A Bitcoin address is made by:
private key -> public key -> hash
An Ethereum address is made by:
private key -> public key -> hash -> throw some of it away and keep the rest
This means that the address alone is not enough to give you the address from the other system, but if you have the public key, you can create both the Bitcoin address and the Ethereum address.
The problem is getting the public key.
The public key cannot be deduced from the address in either Bitcoin or Ethereum. However, in both Bitcoin and Ethereum, making a transaction has the effect of publishing the public key on the network you are transacting with: In Ethereum, it is recoverable from the signature. In bitcoin, although it is recoverable from the signature, it is also explicitly sent as part of the transaction spending. (Bitcoin transactions are bigger than they need to be; Satoshi was probably not that big on cryptography.) So once a user has sent a transaction from an address on either the Bitcoin network or the Ethereum network, you can retrieve the public key from their spending transaction and use that to derive the address for the other network.

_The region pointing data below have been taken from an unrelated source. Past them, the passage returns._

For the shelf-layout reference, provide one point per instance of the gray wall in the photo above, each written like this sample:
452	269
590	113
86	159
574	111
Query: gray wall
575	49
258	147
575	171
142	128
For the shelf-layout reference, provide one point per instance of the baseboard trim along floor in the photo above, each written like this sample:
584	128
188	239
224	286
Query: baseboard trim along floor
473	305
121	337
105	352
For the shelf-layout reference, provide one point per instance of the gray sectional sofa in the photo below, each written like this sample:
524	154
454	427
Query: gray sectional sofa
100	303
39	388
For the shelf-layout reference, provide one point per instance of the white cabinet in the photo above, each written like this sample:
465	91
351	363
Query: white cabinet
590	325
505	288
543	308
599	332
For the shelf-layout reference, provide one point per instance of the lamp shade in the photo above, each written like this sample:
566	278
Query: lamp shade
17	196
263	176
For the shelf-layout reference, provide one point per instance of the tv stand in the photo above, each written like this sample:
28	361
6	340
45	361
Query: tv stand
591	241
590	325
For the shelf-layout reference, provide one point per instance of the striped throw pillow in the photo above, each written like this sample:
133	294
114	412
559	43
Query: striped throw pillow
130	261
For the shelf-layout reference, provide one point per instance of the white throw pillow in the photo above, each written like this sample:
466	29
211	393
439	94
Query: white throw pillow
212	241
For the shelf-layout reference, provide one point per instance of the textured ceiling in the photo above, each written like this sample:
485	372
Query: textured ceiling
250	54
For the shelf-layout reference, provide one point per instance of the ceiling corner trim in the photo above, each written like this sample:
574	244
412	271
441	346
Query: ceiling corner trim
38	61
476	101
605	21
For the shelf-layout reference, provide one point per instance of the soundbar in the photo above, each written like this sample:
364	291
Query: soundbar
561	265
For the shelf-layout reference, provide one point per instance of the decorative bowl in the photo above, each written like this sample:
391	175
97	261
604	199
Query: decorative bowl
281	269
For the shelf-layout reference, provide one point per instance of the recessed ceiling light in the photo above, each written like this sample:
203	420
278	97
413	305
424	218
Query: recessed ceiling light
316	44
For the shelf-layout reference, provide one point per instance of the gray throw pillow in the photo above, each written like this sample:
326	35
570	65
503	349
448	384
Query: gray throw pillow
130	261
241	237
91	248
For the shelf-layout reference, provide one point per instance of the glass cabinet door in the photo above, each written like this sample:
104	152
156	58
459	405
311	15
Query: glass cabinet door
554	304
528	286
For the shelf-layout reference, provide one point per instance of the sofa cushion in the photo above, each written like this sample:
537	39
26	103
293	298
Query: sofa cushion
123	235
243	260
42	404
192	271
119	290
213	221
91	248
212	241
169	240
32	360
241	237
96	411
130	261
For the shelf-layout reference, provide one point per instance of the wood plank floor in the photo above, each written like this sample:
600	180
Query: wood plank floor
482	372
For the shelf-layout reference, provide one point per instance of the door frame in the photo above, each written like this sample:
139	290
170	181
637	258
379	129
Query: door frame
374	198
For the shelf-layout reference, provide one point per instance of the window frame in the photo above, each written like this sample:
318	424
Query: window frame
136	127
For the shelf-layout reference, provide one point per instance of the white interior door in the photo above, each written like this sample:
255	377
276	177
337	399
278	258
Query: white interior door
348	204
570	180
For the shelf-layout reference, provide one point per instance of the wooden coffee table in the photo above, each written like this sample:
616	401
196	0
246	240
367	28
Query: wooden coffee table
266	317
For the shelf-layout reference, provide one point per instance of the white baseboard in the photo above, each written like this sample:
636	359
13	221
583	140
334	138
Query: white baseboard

If the goal is to send the owner of a Bitcoin address assets on the Ethereum network, you also have another option: You can make a contract that is able to verify ownership of the Bitcoin address, once the owner gives it their public key. That way rather than needing the public key to send the user assets on the Ethereum network, you can defer the need to get hold of the public key until the user tries to spend the assets. Effectively, you are making a contract so that you can use a Bitcoin address on the Ethereum network. However, retrieving the funds will require the recipient to do non-standard things like sending this special contract their public key, at which point the contract will verify first that the public key supplied matches the specified bitcoin address, and then that the spender is able to provide a correct signature for that public key.